Novamont has exercised its option to acquire the remaining 22% of the share capital of Mater-Biopolymer srl
The Bioplastics firm headquartered in Novara, Northern Italy, acquired in 2014 a majority stake (78%) in the company that operates a resin plant in Lazio, Central Italy, and was a unit of PET resin maker Gruppo Mossi Ghisolfi.
The plant works making Origo-Bi, a line of renewably sourced polyesters. Origo-Bi is used to improve the characteristics of Novamont’s Mater-Bi biodegradable and compostable bioplastics. The Origio-Bi production line uses proprietary Novamont technology.
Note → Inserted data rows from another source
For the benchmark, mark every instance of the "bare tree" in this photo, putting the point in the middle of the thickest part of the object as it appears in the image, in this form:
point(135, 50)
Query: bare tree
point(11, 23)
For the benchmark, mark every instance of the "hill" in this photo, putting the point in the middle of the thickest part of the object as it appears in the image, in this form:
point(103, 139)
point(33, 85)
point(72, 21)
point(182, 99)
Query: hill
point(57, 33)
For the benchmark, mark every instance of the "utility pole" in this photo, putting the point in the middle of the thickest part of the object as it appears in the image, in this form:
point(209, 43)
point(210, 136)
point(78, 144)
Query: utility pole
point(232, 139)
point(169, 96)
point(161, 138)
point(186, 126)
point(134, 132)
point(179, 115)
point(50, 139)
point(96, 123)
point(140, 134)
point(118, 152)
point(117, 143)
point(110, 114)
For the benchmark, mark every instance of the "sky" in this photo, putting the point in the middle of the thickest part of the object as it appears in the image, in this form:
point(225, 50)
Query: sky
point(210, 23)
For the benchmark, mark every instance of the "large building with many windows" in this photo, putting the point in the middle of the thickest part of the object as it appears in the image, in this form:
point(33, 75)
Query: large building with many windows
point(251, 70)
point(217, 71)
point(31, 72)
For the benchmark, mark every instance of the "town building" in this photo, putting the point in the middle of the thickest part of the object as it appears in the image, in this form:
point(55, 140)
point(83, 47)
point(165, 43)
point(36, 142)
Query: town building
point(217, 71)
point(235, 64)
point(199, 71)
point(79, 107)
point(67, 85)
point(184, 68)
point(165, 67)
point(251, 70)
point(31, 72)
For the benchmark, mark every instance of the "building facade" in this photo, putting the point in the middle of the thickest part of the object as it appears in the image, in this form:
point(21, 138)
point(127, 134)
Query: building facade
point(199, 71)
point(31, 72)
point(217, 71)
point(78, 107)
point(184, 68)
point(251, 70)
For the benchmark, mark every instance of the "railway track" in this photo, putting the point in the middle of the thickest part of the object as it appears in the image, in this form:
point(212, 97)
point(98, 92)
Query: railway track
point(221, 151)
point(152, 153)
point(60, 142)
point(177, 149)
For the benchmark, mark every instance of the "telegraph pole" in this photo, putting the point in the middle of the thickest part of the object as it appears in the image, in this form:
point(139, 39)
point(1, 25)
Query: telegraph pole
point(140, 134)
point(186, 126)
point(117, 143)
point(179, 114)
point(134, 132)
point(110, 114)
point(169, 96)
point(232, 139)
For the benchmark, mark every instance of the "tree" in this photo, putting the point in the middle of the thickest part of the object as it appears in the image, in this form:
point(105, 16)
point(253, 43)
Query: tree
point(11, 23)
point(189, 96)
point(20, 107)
Officials said that the plant — known as the Patrica plant — had become too small for the economies of scale of MG’s PET production, but was an ideal size for Novamont.
Novamont has extensive experience in the field of bioplastics, and has given new impetus to the site, creating jobs and competitive barriers and enhancing existing research skills in the areas of materials, process engineering and innovation in general.
The Patrica plant has annual capacity of about 220 million pounds of Origo-Bi. Novamont’s biodegradable materials are used for film and foam, and in extrusion, thermoforming and injection molded products. Industrial applications for Mater-Bi are in agriculture, hygiene, organic-food packaging, food service, and as additives in rubber.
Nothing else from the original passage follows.